2013年

7月

30日

ワシントンDC 2013年7月30日号

 ◇チタン業界も日本を牽制 ついに幕開けるTPP交渉

及川正也
(毎日新聞北米総局長)

 日本の環太平洋パートナーシップ協定(TPP)の交渉参加に向け、米政府は7月2日、ワシントン市内で利害関係団体を対象とした公聴会を開催した。23日にも交渉参加が承認される日本との協議において反映させるべき意見を聞く場だったが、米側の新たな揺さぶり戦略も垣間見えた。

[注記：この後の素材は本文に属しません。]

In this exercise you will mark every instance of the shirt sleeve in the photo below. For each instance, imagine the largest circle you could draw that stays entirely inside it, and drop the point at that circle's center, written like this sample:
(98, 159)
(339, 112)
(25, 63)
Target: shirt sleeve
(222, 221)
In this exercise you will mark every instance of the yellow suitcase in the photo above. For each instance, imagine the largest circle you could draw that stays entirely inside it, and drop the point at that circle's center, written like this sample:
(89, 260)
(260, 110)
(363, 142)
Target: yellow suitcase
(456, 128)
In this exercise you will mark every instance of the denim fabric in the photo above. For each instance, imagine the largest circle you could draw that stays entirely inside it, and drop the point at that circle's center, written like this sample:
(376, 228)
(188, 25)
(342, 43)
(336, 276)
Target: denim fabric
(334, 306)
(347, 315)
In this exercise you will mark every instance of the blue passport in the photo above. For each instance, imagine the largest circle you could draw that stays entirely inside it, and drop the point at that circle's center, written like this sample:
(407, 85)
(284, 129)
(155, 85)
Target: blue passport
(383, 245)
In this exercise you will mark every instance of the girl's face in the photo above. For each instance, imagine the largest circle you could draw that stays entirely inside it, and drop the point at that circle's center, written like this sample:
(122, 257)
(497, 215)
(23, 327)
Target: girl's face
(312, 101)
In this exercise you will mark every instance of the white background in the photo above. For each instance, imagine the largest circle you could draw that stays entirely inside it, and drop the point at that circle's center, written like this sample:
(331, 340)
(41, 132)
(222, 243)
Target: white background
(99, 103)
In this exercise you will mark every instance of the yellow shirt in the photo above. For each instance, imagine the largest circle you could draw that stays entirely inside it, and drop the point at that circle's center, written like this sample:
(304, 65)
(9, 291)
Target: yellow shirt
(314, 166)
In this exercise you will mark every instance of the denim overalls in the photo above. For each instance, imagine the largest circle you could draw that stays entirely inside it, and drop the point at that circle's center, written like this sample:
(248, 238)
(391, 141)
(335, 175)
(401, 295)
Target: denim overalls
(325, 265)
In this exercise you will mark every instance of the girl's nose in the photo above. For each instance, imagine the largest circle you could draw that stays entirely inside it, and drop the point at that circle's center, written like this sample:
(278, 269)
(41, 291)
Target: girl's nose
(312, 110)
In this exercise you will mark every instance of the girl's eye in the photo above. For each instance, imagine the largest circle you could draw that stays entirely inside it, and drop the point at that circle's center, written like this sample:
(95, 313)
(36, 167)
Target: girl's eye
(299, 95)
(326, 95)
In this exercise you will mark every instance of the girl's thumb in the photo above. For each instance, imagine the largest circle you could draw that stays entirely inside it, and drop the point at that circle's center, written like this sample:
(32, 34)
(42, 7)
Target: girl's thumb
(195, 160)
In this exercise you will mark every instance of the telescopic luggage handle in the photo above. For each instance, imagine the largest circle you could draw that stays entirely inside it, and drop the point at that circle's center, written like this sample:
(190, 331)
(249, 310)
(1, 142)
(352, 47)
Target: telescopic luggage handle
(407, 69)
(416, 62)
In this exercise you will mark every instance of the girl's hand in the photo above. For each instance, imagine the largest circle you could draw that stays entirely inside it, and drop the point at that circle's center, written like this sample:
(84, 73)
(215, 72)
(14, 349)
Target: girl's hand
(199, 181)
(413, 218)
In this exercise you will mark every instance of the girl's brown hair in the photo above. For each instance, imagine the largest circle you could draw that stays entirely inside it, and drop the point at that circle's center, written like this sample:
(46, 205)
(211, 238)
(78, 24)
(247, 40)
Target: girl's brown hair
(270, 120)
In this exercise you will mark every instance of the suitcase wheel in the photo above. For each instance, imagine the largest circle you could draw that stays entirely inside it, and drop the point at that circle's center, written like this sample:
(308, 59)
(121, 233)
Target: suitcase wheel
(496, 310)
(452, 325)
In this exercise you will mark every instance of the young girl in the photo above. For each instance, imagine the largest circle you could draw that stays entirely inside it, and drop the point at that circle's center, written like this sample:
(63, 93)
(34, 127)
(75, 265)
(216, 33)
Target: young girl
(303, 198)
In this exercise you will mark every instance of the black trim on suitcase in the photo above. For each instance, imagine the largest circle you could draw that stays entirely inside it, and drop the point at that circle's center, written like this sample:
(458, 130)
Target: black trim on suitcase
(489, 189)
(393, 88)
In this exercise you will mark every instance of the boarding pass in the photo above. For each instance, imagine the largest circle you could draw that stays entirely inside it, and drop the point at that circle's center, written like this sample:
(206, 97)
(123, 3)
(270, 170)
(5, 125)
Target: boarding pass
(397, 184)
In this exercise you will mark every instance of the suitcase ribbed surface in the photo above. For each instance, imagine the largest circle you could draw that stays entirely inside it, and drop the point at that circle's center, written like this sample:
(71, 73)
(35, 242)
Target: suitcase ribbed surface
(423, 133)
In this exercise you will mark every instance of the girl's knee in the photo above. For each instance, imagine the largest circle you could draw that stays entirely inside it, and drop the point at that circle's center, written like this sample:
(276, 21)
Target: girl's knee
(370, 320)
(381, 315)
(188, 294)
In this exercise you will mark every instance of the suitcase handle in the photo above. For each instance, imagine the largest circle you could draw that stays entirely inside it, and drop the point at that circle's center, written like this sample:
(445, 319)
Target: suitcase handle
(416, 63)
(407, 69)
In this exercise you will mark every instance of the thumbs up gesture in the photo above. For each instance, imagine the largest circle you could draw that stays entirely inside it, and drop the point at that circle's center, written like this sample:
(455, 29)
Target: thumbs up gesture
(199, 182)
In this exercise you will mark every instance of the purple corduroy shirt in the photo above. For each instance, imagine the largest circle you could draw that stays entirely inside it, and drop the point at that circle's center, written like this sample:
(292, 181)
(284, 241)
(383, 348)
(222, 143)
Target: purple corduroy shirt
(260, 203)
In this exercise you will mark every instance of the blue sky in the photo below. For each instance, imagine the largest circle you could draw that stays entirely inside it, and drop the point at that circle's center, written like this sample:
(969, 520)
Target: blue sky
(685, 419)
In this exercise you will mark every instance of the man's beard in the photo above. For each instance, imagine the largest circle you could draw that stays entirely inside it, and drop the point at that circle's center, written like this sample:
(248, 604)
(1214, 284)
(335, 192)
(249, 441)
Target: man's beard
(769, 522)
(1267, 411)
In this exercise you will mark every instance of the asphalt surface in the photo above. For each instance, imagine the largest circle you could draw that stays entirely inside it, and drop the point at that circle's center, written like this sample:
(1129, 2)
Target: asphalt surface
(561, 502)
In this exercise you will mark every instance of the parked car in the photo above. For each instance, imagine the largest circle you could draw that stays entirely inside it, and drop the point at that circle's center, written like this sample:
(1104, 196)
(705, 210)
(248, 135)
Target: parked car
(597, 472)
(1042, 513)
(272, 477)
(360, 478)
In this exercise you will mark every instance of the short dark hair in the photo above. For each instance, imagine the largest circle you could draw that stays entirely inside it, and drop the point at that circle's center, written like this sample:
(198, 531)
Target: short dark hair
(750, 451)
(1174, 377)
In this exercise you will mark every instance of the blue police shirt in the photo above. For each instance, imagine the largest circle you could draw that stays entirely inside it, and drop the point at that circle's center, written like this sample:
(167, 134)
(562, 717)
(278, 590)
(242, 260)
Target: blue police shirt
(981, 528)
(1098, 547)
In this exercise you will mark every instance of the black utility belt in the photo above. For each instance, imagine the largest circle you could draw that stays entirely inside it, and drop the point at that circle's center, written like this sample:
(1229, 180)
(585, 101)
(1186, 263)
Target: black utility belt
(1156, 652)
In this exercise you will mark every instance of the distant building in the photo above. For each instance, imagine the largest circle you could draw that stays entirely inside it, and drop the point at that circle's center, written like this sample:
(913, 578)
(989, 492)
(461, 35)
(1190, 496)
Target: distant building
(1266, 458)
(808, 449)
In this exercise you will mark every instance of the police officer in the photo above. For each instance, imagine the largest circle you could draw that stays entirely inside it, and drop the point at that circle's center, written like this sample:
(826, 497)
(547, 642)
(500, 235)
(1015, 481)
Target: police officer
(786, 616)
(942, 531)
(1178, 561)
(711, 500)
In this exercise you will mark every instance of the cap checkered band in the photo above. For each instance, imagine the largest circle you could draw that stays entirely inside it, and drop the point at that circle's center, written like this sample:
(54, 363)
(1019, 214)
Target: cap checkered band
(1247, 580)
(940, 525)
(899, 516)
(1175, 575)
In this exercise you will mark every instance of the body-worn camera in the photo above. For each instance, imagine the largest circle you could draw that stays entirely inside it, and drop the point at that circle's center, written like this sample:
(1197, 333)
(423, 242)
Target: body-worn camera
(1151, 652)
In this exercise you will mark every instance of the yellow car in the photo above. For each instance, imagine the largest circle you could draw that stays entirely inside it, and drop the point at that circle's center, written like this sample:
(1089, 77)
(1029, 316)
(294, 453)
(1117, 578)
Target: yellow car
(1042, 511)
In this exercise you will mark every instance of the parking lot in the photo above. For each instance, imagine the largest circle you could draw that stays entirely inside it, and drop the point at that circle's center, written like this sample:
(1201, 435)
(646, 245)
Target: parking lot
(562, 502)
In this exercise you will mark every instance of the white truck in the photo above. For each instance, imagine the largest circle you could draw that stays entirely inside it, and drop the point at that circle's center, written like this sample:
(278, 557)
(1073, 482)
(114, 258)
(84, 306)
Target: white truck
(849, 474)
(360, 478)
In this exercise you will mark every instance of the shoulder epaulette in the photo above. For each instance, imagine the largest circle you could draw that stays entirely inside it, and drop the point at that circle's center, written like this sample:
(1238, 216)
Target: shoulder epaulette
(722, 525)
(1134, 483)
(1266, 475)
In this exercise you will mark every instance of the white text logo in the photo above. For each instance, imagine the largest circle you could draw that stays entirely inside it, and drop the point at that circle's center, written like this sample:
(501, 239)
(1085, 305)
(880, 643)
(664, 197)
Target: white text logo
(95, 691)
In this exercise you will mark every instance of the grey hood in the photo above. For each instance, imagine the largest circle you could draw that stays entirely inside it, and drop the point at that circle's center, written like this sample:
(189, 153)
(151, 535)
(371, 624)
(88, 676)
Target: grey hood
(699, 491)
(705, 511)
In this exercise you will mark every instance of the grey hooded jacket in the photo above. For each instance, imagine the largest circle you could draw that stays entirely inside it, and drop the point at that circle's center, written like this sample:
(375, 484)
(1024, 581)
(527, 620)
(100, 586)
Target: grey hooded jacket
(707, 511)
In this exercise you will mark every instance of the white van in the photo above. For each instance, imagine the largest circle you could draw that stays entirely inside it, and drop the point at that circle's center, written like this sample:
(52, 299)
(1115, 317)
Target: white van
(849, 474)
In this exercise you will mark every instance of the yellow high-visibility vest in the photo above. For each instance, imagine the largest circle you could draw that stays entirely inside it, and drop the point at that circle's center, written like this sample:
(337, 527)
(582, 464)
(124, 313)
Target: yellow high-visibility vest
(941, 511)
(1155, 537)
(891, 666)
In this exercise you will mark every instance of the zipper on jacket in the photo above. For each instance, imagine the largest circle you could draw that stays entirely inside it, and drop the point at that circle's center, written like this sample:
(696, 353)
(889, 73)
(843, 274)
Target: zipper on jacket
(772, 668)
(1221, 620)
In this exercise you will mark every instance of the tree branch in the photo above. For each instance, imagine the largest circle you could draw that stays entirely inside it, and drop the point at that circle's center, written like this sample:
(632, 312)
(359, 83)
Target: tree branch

「主要国で日本は最も閉鎖された自動車市場。多くの非関税障壁で外国車を閉め出している」。批判の急先鋒に立ったのは、米自動車大手3社(ビッグスリー)でつくる米国自動車政策会議(AAPC)のブラント会長。厳しい口調で日本の交渉参加に「反対」と明言すると、交渉参加を支持する日本自動車工業会(自工会)北米事務所のブックバインダー所長は「日本において輸入自動車の関税はゼロで、制限や規制はない。欧州車は売り上げを伸ばしている」と反論した。売れないのは努力不足といわんばかりだった。
 さらにブラント会長は日本の「円安誘導」が打撃になるとして「為替操作制裁条項」導入を求めたが、米日経済協議会のレーク会長が「それを持ち出せば交渉は極めて複雑になる」と反対を表明。一方、日韓欧の国際自動車メーカー協会は、米側の自動車関税撤廃の長期猶予について「できる限り早く関税撤廃を」と要請するなど激しい火花が散った。
 ただ、「米自動車産業は天地がひっくり返っても反対」といわれるだけに反発は想定の範囲内。公聴会では日本の参加に「明確な支持」を示したのが日米財界団体、日韓欧自動車団体、米農業、米保険団体など10に上ったのに対し、「明確な反対」はAAPCの1、「強い懸念」が3団体とNPO(非営利組織)1の計4、「態度不明確」が1だった。
 そうした中、自動車以外で懸念を示した唯一の業界があった。米最大のチタンメーカー「チタニウム・メタルズ(TIMET)」だ。

 ◇カギ握る「例外品目」

「関税が撤廃されたら、国内のチタン産業に深刻な影響を与え、国防関連産業にも大きな脅威となる。現在の輸入関税(15%)維持を目標に交渉してほしい」。TIMET代理人のホルガン弁護士は強調した。チタンは鉄の半分の重さで鉄と同じ強度を持つ。耐食や耐熱性に優れ、米国ではステルス戦闘機から核兵器まで最新鋭装備や兵器を下支えしている。
 チタンの中間原料スポンジチタンの生産は中国、日本、ロシアが3強。日本から米国への輸出は2002年からの10年間で約4000トンから約1万9000トンまで急増。米国と同じ製品水準で米国には脅威だ。TIMET側は質疑応答で「(スポンジチタンを)中国やロシアに頼りたくはない。日本はその中国やロシアと領土問題を抱え、北朝鮮は脅威を与え続けている」と答弁。尖閣諸島や北方領土問題まで持ち出し、地域の不安定化を理由に国内産業の保護と日本依存への危険を訴えた。
 チタン業界が注目され始めたのは、米国際貿易委員会(ITC)が6月に開催したTPP公聴会で証言してからだ。TPP交渉を担当するカトラー米通商代表部(USTR)次席代表代行が出席した公聴会にも招請されたことで、「米国は自動車に続き、チタンを貿易自由化の例外品目としたいのでは」との臆測を呼んでいる。
 日本政府は、コメなど農業の重要5品目を「例外品目」とする方針だが、「最後は政治判断によるバーターで決着する」(米TPP関係者)とされ、米側の例外品目が増えれば交渉の自由度は広がる。ただ、それだと高い自由化を目指すTPPの理念が骨抜きになるだけに、日本側は米側の出方を注視している。